Key step in the transformation of B-cells to antibody-secreting cells described

This has been detailed by immunologist Frances Lund, PhD, and colleagues. “Despite the important role the antibody-producing B lymphocytes play both in protection from infection and in autoimmunity, we know remarkably little about these B-cells,” said Lund, of the research, which is published in the journal Immunity. “This basic study shows that specific inflammatory signals regulate both the development and maintenance of the antibody-producing B-cells.”

Antibody-secreting cells are the cells that produce antibodies to fight invading pathogens like viruses. The key controlling factor is needed for memory B-cells to respond to a second, subsequent infection by a pathogen.

“This finding has important practical implications as we might be able, someday, to manipulate these inflammatory signals to increase antibody-producing B-cell responses following vaccination or suppress the inflammatory signals to decrease antibody responses in the setting of autoimmune disease,” continued Lund, who is professor and chair of the University of Alabama at Birmingham Department of Microbiology, in the UAB School of Medicine.

The immune system includes B and T lymphocytes that produce factors to protect the body from pathogens. The B lymphocyte produces antibodies, which bind to viruses and bacteria and target those pathogens for elimination. B lymphocytes, or B-cells, have to go through a developmental change as they transform from B-cells to antibody-secreting cells. Key control points for this differentiation in B-cells, or other immune cells, are transcription factors.
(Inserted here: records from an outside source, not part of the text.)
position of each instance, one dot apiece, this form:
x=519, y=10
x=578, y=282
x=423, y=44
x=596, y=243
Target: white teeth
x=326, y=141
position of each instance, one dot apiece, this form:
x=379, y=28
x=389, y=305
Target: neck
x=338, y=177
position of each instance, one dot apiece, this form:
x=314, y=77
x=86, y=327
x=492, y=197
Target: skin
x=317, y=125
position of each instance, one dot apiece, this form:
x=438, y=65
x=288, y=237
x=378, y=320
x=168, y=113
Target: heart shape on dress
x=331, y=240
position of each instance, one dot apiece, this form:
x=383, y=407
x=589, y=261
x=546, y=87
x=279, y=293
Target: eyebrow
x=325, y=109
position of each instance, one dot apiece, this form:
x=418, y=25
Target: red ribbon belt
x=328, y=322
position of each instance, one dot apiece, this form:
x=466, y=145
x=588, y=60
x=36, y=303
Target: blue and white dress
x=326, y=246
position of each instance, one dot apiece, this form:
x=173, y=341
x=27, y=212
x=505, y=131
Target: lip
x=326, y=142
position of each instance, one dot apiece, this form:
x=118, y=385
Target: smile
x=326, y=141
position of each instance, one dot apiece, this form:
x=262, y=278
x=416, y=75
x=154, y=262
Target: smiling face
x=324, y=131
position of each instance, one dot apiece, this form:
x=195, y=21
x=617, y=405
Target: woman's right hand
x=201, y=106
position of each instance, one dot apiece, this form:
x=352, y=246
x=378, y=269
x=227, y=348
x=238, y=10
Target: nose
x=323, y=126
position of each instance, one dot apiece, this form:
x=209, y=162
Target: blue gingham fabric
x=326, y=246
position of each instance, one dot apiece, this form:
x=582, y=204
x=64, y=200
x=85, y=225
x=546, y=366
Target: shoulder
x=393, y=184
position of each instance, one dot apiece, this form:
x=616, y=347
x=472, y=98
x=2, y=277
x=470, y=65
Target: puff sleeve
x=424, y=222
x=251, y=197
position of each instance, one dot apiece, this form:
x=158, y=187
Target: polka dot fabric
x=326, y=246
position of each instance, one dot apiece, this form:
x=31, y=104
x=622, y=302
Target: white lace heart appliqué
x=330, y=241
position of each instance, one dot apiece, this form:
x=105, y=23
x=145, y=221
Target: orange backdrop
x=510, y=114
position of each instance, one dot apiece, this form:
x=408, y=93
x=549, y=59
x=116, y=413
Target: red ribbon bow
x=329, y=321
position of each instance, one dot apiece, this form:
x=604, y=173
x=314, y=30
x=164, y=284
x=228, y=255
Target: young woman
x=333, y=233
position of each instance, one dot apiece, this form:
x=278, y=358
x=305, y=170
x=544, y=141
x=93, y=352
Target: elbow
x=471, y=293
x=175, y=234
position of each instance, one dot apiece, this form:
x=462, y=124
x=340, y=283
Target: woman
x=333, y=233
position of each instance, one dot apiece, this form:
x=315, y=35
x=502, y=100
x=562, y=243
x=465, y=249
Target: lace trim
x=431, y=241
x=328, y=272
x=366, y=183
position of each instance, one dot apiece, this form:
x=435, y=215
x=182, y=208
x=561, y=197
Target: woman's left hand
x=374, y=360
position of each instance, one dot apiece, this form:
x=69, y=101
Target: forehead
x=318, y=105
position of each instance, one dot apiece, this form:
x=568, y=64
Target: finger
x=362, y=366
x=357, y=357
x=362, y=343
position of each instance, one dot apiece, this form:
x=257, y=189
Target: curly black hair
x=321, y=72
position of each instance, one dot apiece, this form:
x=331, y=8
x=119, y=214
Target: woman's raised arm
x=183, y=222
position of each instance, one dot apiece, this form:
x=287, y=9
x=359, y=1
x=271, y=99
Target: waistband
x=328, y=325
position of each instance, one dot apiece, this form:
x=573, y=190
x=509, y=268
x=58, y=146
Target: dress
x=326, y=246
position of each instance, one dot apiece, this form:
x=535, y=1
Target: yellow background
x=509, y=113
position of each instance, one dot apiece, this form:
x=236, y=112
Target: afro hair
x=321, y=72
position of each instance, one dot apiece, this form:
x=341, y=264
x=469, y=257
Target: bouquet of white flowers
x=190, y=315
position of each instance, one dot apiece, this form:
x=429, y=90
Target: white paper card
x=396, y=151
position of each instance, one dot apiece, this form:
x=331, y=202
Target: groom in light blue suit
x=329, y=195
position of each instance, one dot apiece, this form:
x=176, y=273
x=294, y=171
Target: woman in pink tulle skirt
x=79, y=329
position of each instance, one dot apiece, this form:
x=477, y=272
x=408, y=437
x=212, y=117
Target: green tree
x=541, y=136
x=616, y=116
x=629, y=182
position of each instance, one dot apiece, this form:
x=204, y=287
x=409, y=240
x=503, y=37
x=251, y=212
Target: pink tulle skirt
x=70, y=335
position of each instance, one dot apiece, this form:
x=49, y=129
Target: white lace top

Lund and colleagues at UAB, Emory University, the University of California-San Diego and the University of Rochester looked at the function of one transcription factor, T-bet. In T lymphocyte cells, which are needed to help induce the B-cell immune response, T-bet regulates the activation, proliferation, differentiation, lifespan and effector functions of those immune cells. Yet little was known about whether T-bet could also influence B-cell fate decisions.

A series of experiments by Lund’s team have shown that T-bet does play an important role in B-cells after they are activated by T helper-1 cells. However, the researchers found that T-bet in the B cells acts through a mechanism greatly different from that of T-bet in T-cells.

Study findings

In T-cell development, T-bet activates inflammatory gene programmes that allow the T-cells to become T helper-1, or Th1, cells that can kill viruses and bacteria. The Th1 cells can also ‘help’ B-cells by producing an inflammatory cytokine called interferon-gamma, which programmes the B-cells to express T-bet and also promotes the transformation of the B-cells into antibody-secreting cells.

Surprisingly, unlike T-cells, where T-bet turns on the inflammatory gene program, T-bet repressed or turned off more than 2,000 genes in the Th1-activated B-cells. Many of the genes that are repressed by T-bet in B-cells are normally involved in antiviral and inflammatory activity.

The researchers found that the expression of the inflammatory gene programme in B-cells prevents the B-cells from differentiating into antibody-secreting cells. In fact, B-cells that have a genetic mutation and are unable to efficiently express T-bet are transformed into inflammatory effector cells following activation with Th1 cells. However, these T-bet-deficient B-cells fail to develop into antibody-secreting cells.

In accompanying experiments using influenza virus-infected mice, the Lund team found that B-cell intrinsic T-bet expression was required for the development of influenza-specific long-lived antibody-secreting cells, which provide protection from subsequent encounters with the virus.

T-bet was also required for differentiation of the influenza-specific memory B-cell into antibody-secreting cells following an influenza challenge-infection in mice. Therefore, T-bet-expressing B-cells play an important role in protecting the body from viral infections.

Although influenza infection causes T helper-1 cells to produce interferon-gamma and promote up-regulation of T-bet by the B-cells and their differentiation into antibody secreting cells, not all pathogens induce T helper-1 cell development. However, for T helper-2-induced B-cell response, the researchers found that T-bet was not required for B-cell differentiation into antibody-secreting cells.

Therefore, the researchers say that T-bet is not a core transcription factor required for antibody-secreting cell commitment in all settings. Rather, T-bet acts to prevent B-cells from assuming an alternate inflammatory effector cell fate in response to interferon-gamma, the cytokine that is produced in response to some, but not all, pathogens and auto-antigens.